Thursday, July 17, 2008

Sinking Radio: The Kinks "Big Sky"


Here’s my weekly reminder to tune in to Sinking with Sylvia and Todd on Little Radio. The show airs Friday from Noon to 2:00 PM PST. Their guests tomorrow will be The Weather Underground. Those guys just got back from a big tour, including a set at Bonnaroo (the Village Voice labeled them “a band to watch”), so they should have some good tales to tell.

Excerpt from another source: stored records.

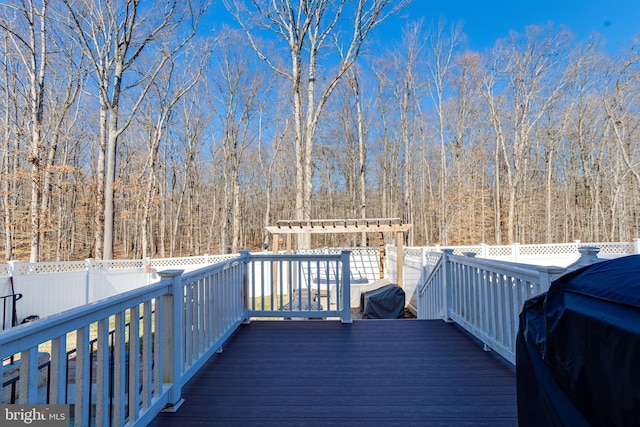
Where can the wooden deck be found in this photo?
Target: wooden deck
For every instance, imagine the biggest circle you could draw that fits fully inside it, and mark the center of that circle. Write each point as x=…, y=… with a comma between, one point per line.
x=369, y=373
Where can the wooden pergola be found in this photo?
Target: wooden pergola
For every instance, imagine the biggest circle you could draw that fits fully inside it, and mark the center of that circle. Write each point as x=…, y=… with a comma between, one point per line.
x=328, y=226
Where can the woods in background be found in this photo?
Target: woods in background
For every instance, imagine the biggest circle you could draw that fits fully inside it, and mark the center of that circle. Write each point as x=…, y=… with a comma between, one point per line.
x=128, y=132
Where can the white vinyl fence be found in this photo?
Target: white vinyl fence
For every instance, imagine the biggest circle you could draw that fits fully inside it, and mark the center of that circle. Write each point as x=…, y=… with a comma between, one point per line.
x=486, y=296
x=419, y=261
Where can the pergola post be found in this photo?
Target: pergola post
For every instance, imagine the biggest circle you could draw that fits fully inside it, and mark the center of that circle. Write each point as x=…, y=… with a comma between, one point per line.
x=399, y=261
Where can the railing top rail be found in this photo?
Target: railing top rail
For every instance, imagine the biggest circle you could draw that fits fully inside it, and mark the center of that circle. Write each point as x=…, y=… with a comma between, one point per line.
x=526, y=270
x=17, y=339
x=293, y=257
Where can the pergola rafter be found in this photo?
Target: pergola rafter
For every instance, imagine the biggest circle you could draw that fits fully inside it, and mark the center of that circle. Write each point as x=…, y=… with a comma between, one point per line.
x=339, y=226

Each week on the show, there’s a featured You Set the Scene pick. Tomorrow my pick will be “Big Sky” by the Kinks. Longtime readers probably know that Ray Davies is my favorite lyricist of all time. Their albums from 1966 – 1971 rank right up there with the Beatles for me (blasphemous). There are a few candidates for my favorite song. “You Really Got Me” is still probably my favorite early rock ‘n’ roll song. “Waterloo Sunset” always makes me happy. “Shangri-La” blows me away every time I hear it.

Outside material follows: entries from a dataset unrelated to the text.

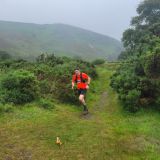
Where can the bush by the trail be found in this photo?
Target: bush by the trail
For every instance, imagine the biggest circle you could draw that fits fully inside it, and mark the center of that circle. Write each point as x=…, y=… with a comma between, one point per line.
x=98, y=61
x=143, y=78
x=46, y=104
x=50, y=77
x=142, y=52
x=18, y=87
x=6, y=108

So what makes “Big Sky” my favorite Kinks’ track? It won’t show up on any greatest hits collection by the Kinks. It’s track six on Village Green Preservation Society, which is hardly their best seller (although it is my favorite). It’s a song that works best given the context of the songs that surround it. But those lyrics. They’re simple on the surface, but go as deep as you want to take them.

Like most of the record, the song addresses frustration with modern society. It’s sung from the perspective of a stoic who gets overwhelmed. But he “think(s) of the big sky, and nothing matters much to me.” You can’t really be certain what Davies was thinking or trying to say when he wrote it. Many would say that he’s channeling Nietzsche (in his Ray way) and saying God is dead. Does he give a shit?

The guitar parts are pretty fantastic too.

Matthew Sweet and Yo La Tengo have both done pretty good covers of it too.

Tune in to Sinking Radio tomorrow to hear it.